I wanted to share a few interesting points that our foraging guide (Adele Nodezar) offered to the group:

  1. Elder turned out to be her favourite tree and she offered a few fascinating facts. The first is that the world “elder” comes from the Anglo Saxon word for fire: “aeld”. If you were to cut a length of elder branch you can push out the pith from the centre of the stem to use as kindling and then use the hollow stem to blow air into the base of the fire.
  2. Elderberries apparently possess anti-viral properties. I was a bit skeptical of that, but apparently there are flavanoids in elderberries that adhere to viral particles and prevent them from entering the body’s cells (Roschek et al. 2009). Pharmaceutical companies are now synthesising the chemical for clinical purposes.
  3. Hedge woundwort has an anti-coagulatory property that makes it ideal for first aid.
  4. There’s a veritable feast of salad leaves lying around: wild garlic (but only until early June when the season ends), chickweed, and many more.
  5. The Romans brought nettles with them wherever they went, both to use as a food but also to keep warm. The stinging (urtication) brought a warm sensation, and has been used to treat rheumatism (although evidence for efficacy is lacking).
  6. There is a rule among foragers of taking no more than 1/4 of what is available. This ensures that there is enough for the next forager and enough for the resource to be sustainable.
  7. Flowers are best eaten during hot weather when there will be more nectar.

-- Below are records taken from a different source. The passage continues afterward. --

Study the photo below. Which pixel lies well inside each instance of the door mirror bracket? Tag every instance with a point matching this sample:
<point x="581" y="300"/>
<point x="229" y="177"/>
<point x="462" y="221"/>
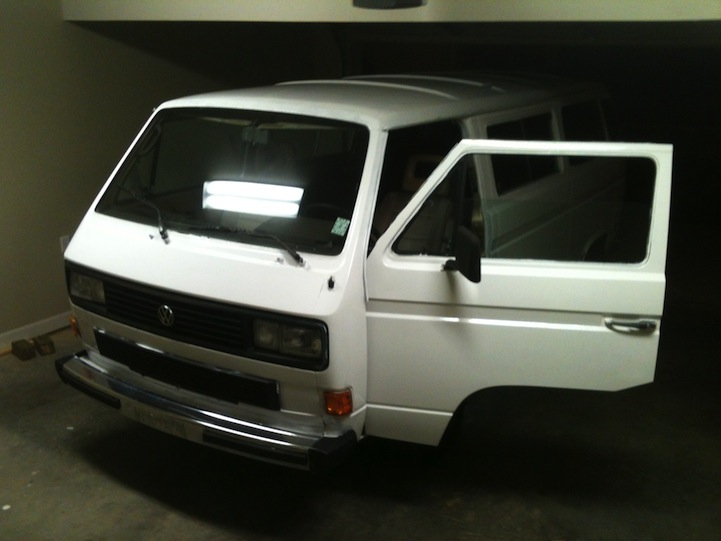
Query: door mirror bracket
<point x="468" y="255"/>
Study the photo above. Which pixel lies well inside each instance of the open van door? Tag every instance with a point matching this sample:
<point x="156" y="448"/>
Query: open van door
<point x="568" y="290"/>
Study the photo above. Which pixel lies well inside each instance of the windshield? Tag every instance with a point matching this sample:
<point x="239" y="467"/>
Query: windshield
<point x="255" y="177"/>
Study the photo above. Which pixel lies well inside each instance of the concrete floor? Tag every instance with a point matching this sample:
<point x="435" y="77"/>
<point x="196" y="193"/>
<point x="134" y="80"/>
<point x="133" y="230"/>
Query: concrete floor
<point x="643" y="464"/>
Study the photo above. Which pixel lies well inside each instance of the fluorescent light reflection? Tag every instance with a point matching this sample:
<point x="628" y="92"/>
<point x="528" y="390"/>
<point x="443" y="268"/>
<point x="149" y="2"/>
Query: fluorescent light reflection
<point x="252" y="198"/>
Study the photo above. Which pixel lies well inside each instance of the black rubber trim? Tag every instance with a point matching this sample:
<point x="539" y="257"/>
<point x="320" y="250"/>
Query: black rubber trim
<point x="82" y="386"/>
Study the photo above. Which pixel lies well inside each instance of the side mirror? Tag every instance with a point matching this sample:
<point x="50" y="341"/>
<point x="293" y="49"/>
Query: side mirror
<point x="468" y="255"/>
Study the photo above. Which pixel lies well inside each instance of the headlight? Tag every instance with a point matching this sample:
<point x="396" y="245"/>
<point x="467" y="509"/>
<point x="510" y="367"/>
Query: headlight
<point x="300" y="341"/>
<point x="86" y="288"/>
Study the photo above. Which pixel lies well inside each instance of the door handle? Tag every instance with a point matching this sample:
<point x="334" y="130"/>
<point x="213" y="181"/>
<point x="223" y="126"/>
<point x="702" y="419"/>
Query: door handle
<point x="640" y="326"/>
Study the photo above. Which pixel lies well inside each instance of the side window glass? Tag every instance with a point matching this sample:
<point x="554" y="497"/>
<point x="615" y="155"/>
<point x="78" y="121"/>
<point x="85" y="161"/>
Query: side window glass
<point x="454" y="202"/>
<point x="515" y="171"/>
<point x="596" y="213"/>
<point x="411" y="156"/>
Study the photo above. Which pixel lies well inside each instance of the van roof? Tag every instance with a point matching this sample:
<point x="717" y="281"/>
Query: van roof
<point x="389" y="101"/>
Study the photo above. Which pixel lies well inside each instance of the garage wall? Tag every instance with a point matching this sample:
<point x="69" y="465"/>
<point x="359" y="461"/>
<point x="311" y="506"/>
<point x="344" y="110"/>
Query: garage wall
<point x="70" y="103"/>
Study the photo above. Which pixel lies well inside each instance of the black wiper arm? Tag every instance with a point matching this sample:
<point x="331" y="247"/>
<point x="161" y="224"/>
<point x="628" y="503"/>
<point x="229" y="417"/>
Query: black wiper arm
<point x="293" y="253"/>
<point x="280" y="242"/>
<point x="148" y="203"/>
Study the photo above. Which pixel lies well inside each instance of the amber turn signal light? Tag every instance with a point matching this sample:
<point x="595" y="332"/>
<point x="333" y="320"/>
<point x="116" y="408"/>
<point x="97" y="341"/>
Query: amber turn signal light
<point x="339" y="403"/>
<point x="75" y="326"/>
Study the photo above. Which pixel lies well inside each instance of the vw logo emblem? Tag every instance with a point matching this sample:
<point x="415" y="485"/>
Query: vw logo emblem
<point x="166" y="316"/>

All of these tidbits are just the pieces that I can remember from the 45 minute amble around a field, but what it goes to show is that there is more to the environment than just simply looking at it. There is growing evidence that participating in nature (e.g. through farming; Iancu et al. 2015) rather than passive observation can yield greater benefits in terms of well being, and foraging provides a very simple and educational form of participation.

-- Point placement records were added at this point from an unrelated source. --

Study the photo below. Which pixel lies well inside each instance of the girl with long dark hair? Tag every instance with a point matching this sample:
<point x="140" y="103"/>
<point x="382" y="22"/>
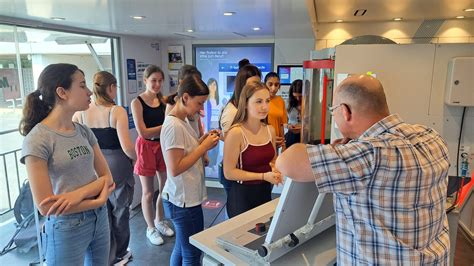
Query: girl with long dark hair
<point x="68" y="174"/>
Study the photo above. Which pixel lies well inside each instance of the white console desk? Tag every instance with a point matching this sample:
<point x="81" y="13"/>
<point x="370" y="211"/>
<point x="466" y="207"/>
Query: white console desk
<point x="321" y="250"/>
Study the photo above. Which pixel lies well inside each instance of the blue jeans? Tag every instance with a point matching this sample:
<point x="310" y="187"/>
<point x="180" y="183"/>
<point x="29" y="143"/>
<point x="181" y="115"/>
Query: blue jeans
<point x="187" y="222"/>
<point x="78" y="239"/>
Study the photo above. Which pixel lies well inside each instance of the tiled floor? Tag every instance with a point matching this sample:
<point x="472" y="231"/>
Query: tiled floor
<point x="146" y="254"/>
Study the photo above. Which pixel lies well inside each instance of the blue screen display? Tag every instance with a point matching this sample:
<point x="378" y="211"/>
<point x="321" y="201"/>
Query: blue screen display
<point x="288" y="74"/>
<point x="218" y="65"/>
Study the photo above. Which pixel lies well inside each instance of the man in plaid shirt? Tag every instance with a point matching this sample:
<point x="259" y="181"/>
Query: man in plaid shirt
<point x="389" y="179"/>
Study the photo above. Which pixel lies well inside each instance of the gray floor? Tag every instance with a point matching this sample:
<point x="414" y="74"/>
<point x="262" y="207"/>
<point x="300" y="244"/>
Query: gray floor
<point x="145" y="253"/>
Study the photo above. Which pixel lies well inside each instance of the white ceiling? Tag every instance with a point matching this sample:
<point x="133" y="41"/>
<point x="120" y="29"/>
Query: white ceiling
<point x="170" y="19"/>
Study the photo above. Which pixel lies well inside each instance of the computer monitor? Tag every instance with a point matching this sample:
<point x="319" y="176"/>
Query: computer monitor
<point x="294" y="209"/>
<point x="289" y="73"/>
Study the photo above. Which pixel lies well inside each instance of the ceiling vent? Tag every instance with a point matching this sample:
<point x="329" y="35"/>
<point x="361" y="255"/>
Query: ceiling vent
<point x="427" y="30"/>
<point x="360" y="12"/>
<point x="368" y="39"/>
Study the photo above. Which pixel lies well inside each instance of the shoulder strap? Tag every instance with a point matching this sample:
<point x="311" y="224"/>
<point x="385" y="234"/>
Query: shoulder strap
<point x="141" y="100"/>
<point x="110" y="115"/>
<point x="83" y="117"/>
<point x="246" y="143"/>
<point x="269" y="133"/>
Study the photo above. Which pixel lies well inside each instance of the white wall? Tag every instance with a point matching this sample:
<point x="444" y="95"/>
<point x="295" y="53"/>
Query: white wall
<point x="414" y="78"/>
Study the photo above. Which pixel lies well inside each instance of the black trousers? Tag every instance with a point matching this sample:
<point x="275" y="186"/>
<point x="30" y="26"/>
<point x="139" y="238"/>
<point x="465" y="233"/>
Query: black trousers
<point x="243" y="197"/>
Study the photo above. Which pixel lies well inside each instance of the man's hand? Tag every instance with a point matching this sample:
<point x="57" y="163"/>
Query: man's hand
<point x="340" y="141"/>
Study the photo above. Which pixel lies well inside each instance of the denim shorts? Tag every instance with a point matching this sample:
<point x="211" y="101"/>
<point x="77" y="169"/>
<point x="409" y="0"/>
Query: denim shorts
<point x="77" y="239"/>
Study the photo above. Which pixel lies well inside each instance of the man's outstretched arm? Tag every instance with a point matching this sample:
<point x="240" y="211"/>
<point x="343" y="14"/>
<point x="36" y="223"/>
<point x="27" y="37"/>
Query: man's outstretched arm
<point x="294" y="163"/>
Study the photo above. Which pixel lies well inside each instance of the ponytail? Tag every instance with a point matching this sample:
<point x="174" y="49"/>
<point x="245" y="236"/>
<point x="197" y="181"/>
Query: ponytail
<point x="172" y="99"/>
<point x="34" y="111"/>
<point x="39" y="103"/>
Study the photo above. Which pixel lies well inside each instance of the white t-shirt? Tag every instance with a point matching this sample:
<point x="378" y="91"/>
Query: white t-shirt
<point x="228" y="114"/>
<point x="187" y="189"/>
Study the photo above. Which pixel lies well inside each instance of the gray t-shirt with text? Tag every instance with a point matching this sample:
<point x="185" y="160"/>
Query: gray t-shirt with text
<point x="70" y="157"/>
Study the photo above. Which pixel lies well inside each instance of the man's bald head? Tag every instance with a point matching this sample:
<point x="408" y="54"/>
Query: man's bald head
<point x="364" y="94"/>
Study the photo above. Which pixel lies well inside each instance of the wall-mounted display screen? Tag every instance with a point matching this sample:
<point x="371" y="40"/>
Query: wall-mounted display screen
<point x="219" y="65"/>
<point x="289" y="73"/>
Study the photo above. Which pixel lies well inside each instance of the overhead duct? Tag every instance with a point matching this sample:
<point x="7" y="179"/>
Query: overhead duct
<point x="368" y="39"/>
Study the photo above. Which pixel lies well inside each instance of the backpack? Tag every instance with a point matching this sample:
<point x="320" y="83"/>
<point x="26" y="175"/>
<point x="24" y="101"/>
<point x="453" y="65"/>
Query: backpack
<point x="25" y="237"/>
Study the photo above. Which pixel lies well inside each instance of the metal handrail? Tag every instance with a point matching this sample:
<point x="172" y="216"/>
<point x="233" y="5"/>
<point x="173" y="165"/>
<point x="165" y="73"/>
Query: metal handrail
<point x="8" y="131"/>
<point x="7" y="182"/>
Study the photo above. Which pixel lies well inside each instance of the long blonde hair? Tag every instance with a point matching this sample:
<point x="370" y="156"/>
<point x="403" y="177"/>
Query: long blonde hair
<point x="247" y="91"/>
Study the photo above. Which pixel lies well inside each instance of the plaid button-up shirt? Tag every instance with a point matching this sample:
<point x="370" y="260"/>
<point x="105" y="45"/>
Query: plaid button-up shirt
<point x="390" y="194"/>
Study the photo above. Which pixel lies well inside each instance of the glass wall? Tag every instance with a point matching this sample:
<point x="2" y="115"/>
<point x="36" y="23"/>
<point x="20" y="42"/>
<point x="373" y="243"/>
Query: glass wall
<point x="24" y="53"/>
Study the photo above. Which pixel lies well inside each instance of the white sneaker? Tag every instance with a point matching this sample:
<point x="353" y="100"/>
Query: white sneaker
<point x="154" y="236"/>
<point x="123" y="260"/>
<point x="164" y="228"/>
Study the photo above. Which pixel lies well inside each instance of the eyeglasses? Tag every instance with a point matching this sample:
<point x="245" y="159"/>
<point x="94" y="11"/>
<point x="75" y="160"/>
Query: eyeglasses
<point x="333" y="108"/>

It is a shame that more is not taught about natural history in schools, where science curricula tend to focus on technology and science in a dry sense rather than contextualising scientific principles using the pupils’ immediate surroundings. However, there are schemes now (such as Forest Schools) which seek to change that. The forest or woodland becomes not just a physical place of learning, but a pedagogical context within which learning occurs. Yet more opportunities lie in the development of schools grounds (which have been decimated in the latter part of the 20th century) through schemes such as Leap Frog Schools, a scheme run by the amphibian charity FrogLife to improve school green space and integrate that space into the curriculum. Yet more community schemes include the Leeds Edible Campus, designed to link Leeds Beckett University and the University of Leeds through an “edible corridor” and Incredible Edible Todmorden, which seeks to engage local people in producing local food on community land (among many other things!).

There are some great examples of sustainable, educational, and healthy ways of understanding and using the land around us, and all of the examples I have listed above have the potential to be rolled-out more widely. I have no doubt that we’ll be foraging a lot more in the future!

References

Iancu, S.C., Hoogendoorn, A.W., Zweekhorst, M.B.M., Veltman, D.J., Bunders, J.F.G., van Balkom, A.J.L.M. (2015) Farm-based interventions for people with mental disorders: a systematic review of literature, Disability and Rehabilitation 2015 37:5 , 379-388

Roschek, B, Fink, R.C., McMichael, M.D., Li, D., Alberte, R.S. (2009) Elderberry flavonoids bind to and prevent H1N1 infection in vitro, Phytochemistry, 70, 1255-1261.